HELSINKI, Dec 18 (Reuters) - Finland's economy will contract next year for the first time since 1993 as the global financial crisis hits exports and consumer confidence, the finance ministry said on Thursday.

The economy would also grow slower than expected this year, the ministry said, downgrading expectations for 2008 gross domestic product (GDP) growth to 1.7 percent from the 2.8 percent given in its last official forecast in late August.

Even with the downgraded growth estimate for this year, Finland, one of the smaller euro zone countries, is set to beat the common currency area's GDP growth average for the tenth year running, or throughout its history.

Central government finances would fall into a deficit next year for the first time this decade, the government said.

The 2009 forecast confirms grim comments made to Reuters last week by Finance Minister Jyrki Katainen, who said the economy would likely contract next year and it was "very much possible" Finland would enter a recession.

The ministry said the economy could turn for the better at the earliest in late 2009, but did not give any numeric estimate as uncertainties are especially large.

"Finnish economic development in 2009 depends crucially on when exports and industrial production will start to pick up," the ministry said in a statement.

"If that begins in the second half of next year, the Finnish economy would start to improve by the end of the year."

Inflation would slow next year to just over 1 percent from 4 percent this year, the ministry said.

Consumer consumption would rise next year as buying power would grow about 3.5 percent due to slower inflation, tax cuts and pay rises, the ministry said.

Next year, the state budget would drop into deficit for the first time this decade, the ministry forecast, but added public finances would still be in surplus due to pension fund contributions.

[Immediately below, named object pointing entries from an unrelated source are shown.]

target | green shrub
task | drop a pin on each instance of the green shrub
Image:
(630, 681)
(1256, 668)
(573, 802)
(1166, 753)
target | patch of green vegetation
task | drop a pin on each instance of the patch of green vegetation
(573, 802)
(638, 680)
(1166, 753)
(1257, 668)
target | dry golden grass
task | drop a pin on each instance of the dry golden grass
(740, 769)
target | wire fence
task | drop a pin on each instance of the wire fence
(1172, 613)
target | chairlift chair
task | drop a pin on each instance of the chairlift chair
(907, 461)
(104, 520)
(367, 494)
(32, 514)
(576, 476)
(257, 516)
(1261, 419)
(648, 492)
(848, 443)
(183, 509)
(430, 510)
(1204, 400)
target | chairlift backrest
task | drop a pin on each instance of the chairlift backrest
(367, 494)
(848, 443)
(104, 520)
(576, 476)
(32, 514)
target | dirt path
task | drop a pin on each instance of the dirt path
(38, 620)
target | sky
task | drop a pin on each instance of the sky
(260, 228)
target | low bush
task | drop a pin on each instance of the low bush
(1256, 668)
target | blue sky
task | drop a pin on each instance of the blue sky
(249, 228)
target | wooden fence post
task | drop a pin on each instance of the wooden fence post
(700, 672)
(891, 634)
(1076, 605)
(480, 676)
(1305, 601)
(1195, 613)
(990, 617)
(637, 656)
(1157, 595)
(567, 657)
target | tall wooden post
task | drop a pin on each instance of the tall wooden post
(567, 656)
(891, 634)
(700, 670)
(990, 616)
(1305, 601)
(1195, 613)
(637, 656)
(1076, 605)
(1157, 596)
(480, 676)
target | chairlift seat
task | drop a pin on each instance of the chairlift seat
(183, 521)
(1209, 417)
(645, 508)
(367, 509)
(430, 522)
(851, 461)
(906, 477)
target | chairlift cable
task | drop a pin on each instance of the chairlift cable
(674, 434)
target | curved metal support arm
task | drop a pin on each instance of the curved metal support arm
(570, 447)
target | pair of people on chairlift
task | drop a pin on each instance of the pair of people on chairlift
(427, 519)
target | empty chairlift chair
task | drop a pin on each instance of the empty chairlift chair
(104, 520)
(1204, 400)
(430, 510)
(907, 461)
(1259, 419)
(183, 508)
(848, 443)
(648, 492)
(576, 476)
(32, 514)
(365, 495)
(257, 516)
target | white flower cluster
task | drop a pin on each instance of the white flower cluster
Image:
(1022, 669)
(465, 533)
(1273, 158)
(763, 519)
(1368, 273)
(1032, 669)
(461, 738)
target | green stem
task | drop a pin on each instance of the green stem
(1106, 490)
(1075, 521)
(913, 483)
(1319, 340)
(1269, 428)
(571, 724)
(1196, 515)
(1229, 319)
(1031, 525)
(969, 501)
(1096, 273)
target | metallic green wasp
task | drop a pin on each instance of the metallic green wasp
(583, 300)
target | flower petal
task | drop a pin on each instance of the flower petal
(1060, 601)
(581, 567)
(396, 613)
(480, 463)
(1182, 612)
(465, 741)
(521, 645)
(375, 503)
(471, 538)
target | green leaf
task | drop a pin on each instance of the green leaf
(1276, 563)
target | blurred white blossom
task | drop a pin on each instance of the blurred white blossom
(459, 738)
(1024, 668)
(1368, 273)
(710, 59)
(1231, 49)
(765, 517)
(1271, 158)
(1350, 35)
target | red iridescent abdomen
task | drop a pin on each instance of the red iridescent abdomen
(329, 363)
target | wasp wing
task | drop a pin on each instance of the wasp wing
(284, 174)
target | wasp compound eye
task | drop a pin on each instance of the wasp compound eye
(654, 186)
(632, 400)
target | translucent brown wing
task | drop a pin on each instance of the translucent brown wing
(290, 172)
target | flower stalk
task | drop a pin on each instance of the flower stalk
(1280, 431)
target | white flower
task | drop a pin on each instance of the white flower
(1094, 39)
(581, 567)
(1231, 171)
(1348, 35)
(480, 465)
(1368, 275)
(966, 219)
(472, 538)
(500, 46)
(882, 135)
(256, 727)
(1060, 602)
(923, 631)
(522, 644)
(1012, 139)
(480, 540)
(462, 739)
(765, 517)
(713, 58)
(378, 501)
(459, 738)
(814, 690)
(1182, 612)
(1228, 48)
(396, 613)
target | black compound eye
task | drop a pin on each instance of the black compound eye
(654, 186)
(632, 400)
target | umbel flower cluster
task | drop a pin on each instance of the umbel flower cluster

"The balance in general government finances is estimated to become much weaker but to still stay in surplus in coming years," the government said in a separate financial stability report.

"The general government surplus will hinge entirely on the employment pension funds from next year onwards."

The report also said the government would have to cut spending to reach its target of a 1 percent central government surplus by 2011, when its term ends.

"In the absence of any new measures, the target ... will not be reached," the report said.

Finland has one of the lowest debt ratios in the EU, with state debt estimated at 29.1 percent of GDP at end-2008.